If you haven't scheduled yours, do it today!
That's so very easy to say, to consider, to schedule and to afford, for most of us.
But not for all of us.
Access to quality, basic wellness strategies and health care benefits remains largely unavailable to millions of Texans--almost 5 millions to be exact. That number represents 32% of our population, and makes us #1 in the number of uninsured in the nation. A dubious distinction indeed. The translation, deadly.
People talk about "death panels" in conversations about universal health coverage and its results.
Our current system functions as one giant, pre-wired, "death panel."
If you don't qualify for insurance coverage of some sort--private or public--you are largely on your own. The cost of paying for treating the uncovered after their conditions worsen to the point of administering heroic, end of life treatments is astronomical, resulting in huge loses to us all.

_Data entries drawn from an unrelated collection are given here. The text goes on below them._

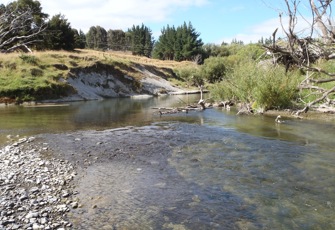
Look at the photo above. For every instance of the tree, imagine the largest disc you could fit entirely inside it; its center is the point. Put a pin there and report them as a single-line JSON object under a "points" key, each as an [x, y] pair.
{"points": [[178, 44], [21, 23], [116, 40], [96, 38], [59, 34], [141, 40], [309, 51]]}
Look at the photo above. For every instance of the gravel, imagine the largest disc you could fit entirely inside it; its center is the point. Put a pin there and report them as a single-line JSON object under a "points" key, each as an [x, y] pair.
{"points": [[35, 192]]}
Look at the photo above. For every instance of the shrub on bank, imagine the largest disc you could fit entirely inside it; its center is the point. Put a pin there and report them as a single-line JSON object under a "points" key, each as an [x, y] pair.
{"points": [[265, 87]]}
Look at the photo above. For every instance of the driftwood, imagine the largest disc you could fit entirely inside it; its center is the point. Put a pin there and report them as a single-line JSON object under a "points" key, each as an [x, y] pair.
{"points": [[305, 51], [200, 106]]}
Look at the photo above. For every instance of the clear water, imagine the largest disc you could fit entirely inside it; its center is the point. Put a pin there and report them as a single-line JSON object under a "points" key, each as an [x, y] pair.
{"points": [[221, 172]]}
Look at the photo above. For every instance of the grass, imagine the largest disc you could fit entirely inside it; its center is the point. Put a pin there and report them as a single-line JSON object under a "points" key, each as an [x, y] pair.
{"points": [[37, 75]]}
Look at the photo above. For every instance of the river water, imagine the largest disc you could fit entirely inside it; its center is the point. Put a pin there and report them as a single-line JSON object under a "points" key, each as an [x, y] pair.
{"points": [[222, 171]]}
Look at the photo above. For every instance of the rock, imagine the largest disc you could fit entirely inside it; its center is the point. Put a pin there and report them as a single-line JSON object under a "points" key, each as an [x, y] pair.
{"points": [[33, 189]]}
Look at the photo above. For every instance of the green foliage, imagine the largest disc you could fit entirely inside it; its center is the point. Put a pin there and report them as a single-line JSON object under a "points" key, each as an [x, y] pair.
{"points": [[141, 40], [79, 39], [96, 38], [117, 40], [214, 69], [190, 74], [178, 44], [30, 59], [264, 87]]}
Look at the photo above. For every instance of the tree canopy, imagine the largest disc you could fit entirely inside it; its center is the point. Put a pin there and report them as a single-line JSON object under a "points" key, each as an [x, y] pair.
{"points": [[181, 43], [20, 24]]}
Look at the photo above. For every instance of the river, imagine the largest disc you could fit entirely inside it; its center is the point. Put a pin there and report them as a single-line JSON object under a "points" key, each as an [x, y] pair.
{"points": [[220, 171]]}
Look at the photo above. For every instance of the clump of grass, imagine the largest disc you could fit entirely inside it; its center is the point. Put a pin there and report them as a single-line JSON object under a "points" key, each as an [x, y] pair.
{"points": [[30, 59], [263, 87], [34, 76]]}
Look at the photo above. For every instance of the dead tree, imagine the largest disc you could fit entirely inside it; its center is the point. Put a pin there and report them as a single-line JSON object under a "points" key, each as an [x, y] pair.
{"points": [[305, 50], [18, 30]]}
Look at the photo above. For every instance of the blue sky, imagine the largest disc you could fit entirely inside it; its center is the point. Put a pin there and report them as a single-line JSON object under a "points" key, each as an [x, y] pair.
{"points": [[215, 20]]}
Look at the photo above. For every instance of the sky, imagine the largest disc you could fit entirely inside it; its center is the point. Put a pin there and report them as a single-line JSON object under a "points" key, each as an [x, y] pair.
{"points": [[217, 21]]}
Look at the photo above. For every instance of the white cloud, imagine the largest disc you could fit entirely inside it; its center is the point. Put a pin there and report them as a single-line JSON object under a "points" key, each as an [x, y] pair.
{"points": [[115, 14], [266, 28]]}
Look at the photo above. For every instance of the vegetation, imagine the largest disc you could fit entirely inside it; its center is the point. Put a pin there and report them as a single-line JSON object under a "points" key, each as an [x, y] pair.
{"points": [[273, 73], [178, 44], [39, 75]]}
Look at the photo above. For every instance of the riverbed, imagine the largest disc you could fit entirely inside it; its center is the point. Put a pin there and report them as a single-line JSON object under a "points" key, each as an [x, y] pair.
{"points": [[200, 170]]}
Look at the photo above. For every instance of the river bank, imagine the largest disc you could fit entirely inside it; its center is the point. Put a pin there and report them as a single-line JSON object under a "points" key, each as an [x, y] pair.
{"points": [[36, 190]]}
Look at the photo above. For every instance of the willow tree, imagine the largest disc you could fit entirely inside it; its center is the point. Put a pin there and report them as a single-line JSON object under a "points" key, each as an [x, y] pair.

For example, between 2003 and 2006, 30.6% of direct medical care expenditures for minority communities resulted from health inequalities. Eliminating health inequalities for minorities during the period would have saved $229.4 billion. The costs of health inequalities and premature death for the same four years totaled $1.24 trillion [see "Building Stronger Communities for Better Health: The Geography of Health Equity," Dr. Brian D. Smedly, Joint Center for Political and Economic Studies].
As medical staff handled me with great care and respect earlier this week as I accessed a routine preventive procedure, I thought of the 1 of 3 fellow Texans who cannot expect such treatment or experience such options all because they cannot afford to pay.
Many who finally do access such treatment will find that it is too little, too late.
Is this really the kind of Texas we want?